The US M1855 US Springfield Pistol Carbine was the last single-shot percussion handgun issued to the US military at a time when percussion revolvers were the standard of the day and metallic cartridge revolvers were beginning to emerge and 4,021 were manufactured from 1856-1858. The gun was just under 18” in overall length with a 12” .58 caliber barrel, rifled with three grooves. The gun used a reduced sized version of the Maynard automated “tape primer” lock like the M1855 Rifle and Rifle Musket. Although all previous single-shot pistols had utilized a round ball projectile, the new M1855 Pistol Carbine used the expanding base, .58 conical projectile used in the US M1855 Rifle, Rifle Musket and Carbine. The only substantial difference was a reduction in the powder load from 60 grains for the longarms to 40 grains for the pistol carbine. Like most arms produced at the National Armories during that time frame, the gun was polished to “National Armory Bright”. It was mounted with brass furniture and a walnut stock. The butt of the pistol carbine had a large swivel ring, allowing either a lanyard or carbine sling to be attached. A sling swivel was also mounted on the bottom of the single brass barrel band, as well as in the toe line of the detachable buttstock.

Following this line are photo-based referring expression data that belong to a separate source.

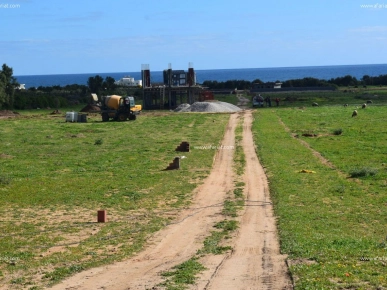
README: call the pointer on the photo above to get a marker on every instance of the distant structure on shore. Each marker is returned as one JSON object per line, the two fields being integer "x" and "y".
{"x": 128, "y": 81}
{"x": 178, "y": 87}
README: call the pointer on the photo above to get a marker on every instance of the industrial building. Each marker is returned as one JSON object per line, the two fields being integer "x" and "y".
{"x": 178, "y": 87}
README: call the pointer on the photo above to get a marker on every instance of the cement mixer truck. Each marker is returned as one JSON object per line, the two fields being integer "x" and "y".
{"x": 117, "y": 108}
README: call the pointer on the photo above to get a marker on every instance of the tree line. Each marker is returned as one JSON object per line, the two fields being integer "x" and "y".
{"x": 11, "y": 97}
{"x": 61, "y": 96}
{"x": 347, "y": 80}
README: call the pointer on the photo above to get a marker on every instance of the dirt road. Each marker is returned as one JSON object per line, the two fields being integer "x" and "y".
{"x": 255, "y": 262}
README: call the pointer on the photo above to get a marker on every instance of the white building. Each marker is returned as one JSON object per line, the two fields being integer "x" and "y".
{"x": 128, "y": 82}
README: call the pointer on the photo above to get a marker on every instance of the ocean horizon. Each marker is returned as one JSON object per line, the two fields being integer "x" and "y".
{"x": 221, "y": 75}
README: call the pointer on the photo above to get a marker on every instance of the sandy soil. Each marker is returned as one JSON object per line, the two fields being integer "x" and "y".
{"x": 254, "y": 263}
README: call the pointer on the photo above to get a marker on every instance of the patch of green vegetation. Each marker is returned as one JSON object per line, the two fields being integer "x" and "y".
{"x": 51, "y": 171}
{"x": 182, "y": 275}
{"x": 363, "y": 172}
{"x": 239, "y": 155}
{"x": 327, "y": 221}
{"x": 212, "y": 242}
{"x": 63, "y": 272}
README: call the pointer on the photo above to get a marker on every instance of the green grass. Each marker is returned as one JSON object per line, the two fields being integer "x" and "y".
{"x": 214, "y": 243}
{"x": 329, "y": 220}
{"x": 54, "y": 176}
{"x": 182, "y": 275}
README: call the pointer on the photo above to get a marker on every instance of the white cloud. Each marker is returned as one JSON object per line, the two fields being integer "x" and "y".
{"x": 369, "y": 29}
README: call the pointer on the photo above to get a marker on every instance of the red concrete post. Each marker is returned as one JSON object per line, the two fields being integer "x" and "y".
{"x": 102, "y": 216}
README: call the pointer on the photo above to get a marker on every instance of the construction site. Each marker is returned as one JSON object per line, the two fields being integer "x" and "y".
{"x": 178, "y": 87}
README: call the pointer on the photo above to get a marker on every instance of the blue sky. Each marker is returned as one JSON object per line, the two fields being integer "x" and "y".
{"x": 94, "y": 36}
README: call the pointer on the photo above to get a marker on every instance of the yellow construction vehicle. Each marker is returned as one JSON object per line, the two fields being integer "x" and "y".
{"x": 117, "y": 107}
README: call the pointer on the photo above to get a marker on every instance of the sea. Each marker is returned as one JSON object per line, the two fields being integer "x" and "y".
{"x": 221, "y": 75}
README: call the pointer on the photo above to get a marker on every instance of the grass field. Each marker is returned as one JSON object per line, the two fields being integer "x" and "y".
{"x": 332, "y": 209}
{"x": 327, "y": 173}
{"x": 54, "y": 176}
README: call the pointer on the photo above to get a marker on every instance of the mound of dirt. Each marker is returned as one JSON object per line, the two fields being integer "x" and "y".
{"x": 208, "y": 107}
{"x": 90, "y": 107}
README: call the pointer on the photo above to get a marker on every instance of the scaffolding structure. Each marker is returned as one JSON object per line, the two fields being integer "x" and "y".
{"x": 178, "y": 87}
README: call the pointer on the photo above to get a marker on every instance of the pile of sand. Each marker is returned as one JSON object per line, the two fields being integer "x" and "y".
{"x": 208, "y": 107}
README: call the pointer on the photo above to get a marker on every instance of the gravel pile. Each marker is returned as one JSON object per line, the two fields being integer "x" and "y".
{"x": 208, "y": 107}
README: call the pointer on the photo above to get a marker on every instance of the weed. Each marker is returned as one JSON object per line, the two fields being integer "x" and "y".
{"x": 338, "y": 131}
{"x": 98, "y": 142}
{"x": 362, "y": 172}
{"x": 5, "y": 180}
{"x": 182, "y": 275}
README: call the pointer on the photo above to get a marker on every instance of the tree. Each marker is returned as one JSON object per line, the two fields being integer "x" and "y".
{"x": 7, "y": 87}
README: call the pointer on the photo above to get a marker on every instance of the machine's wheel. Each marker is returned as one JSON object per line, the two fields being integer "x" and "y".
{"x": 105, "y": 117}
{"x": 122, "y": 117}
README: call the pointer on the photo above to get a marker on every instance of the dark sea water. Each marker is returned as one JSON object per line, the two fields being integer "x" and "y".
{"x": 220, "y": 75}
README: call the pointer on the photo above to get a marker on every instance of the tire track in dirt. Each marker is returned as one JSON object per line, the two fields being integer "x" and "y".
{"x": 176, "y": 243}
{"x": 255, "y": 262}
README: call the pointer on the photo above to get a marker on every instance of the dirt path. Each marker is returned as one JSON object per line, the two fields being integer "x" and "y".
{"x": 255, "y": 262}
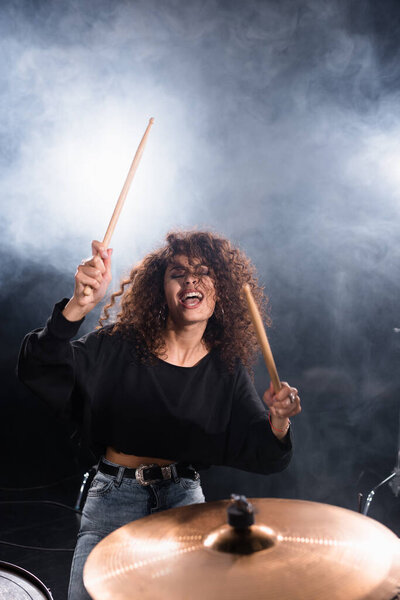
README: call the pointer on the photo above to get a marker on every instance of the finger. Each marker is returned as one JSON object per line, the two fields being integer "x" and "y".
{"x": 92, "y": 272}
{"x": 107, "y": 261}
{"x": 285, "y": 391}
{"x": 99, "y": 248}
{"x": 83, "y": 279}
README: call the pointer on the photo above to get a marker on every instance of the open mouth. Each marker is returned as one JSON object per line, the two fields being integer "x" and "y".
{"x": 190, "y": 298}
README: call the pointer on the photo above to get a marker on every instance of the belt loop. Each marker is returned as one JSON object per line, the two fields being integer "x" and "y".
{"x": 174, "y": 474}
{"x": 120, "y": 476}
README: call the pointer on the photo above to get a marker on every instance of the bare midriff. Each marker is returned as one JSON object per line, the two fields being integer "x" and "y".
{"x": 132, "y": 461}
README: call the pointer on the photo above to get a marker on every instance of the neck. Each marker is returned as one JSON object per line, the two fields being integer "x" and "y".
{"x": 184, "y": 343}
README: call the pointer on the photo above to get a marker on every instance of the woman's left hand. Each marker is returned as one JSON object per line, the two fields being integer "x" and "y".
{"x": 282, "y": 406}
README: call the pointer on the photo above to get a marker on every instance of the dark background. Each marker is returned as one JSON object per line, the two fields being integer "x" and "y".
{"x": 277, "y": 124}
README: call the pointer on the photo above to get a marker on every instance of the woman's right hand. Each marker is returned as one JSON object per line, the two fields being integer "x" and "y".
{"x": 93, "y": 273}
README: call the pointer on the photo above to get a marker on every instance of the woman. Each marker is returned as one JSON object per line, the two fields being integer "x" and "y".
{"x": 168, "y": 379}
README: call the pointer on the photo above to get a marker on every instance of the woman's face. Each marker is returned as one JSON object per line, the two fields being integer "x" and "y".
{"x": 189, "y": 291}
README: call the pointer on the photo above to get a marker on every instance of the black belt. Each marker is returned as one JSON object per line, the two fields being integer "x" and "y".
{"x": 147, "y": 474}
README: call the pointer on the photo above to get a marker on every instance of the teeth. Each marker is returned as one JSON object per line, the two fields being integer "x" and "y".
{"x": 191, "y": 295}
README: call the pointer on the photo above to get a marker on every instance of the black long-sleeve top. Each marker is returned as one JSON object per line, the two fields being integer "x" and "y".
{"x": 201, "y": 415}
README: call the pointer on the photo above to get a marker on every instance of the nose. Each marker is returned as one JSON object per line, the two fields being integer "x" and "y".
{"x": 190, "y": 278}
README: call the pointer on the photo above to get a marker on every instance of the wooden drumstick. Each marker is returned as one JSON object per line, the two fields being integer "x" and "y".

The pistol featured a captive ramrod that was retained by a swinging link system, similar to the pattern used on the US M1842 pistol and the earlier M1847 Cavalry Carbine. A large iron front sight was installed very close to the muzzle and a multi-leaf rear sight was graduated for use at 100, 200, 300 and 400 yards. The 300-yard graduation was provided via a small peephole in the 400-yard leaf. The iron backstrap was cut to allow the attachment of a removable shoulder stock, which was typically numbered to the gun. The guns and stock were batch numbered from 1-20, with the number stamped into the top rear of the brass butt cap and into the lower part of the buttstock’s brass yoke. It is also stamped, on the barrel, “F 15” and on the top of the buttplate, “B 5.” Other than missing the large lanyard ring on the bottom of the buttplate, it is complete, original and functional in all respects. The weapon exhibits normal age, use and storage wear and the wood is devoid of any breaks or chips. The grip area clearly shows a shoulder stock was used with the weapon for a long period of time.
This particular weapon, #9, is mated with stock #3. It bears the manufacturing date of 1856 on the lockplate and breech plug. Both the weapon and the stock are stamped “958” but what that number means is unclear—it could be the way it was put into surplus or storage at a later point in time or it might be an old collection or issue number. As of October 1860, some 3,022 of the M1855 Pistol Carbines were in storage at various arsenals, with only 992 being in the field. They were known issued to both cavalry and artillery troops well into the early Civil War years.
Additionally, the wood opposite the lock is carved “Dalt A”. Research indicates this is very likely the initials of Alexander Dalt who served in Company M and H of the 2nd New York Heavy Artillery as a private from 1863-1865. After the Civil War, Dalt served in Utah repairing weapons for the US Indian Service (Goshoot and Weber Ute tribes) in 1866. Records and current research will be included with the weapon.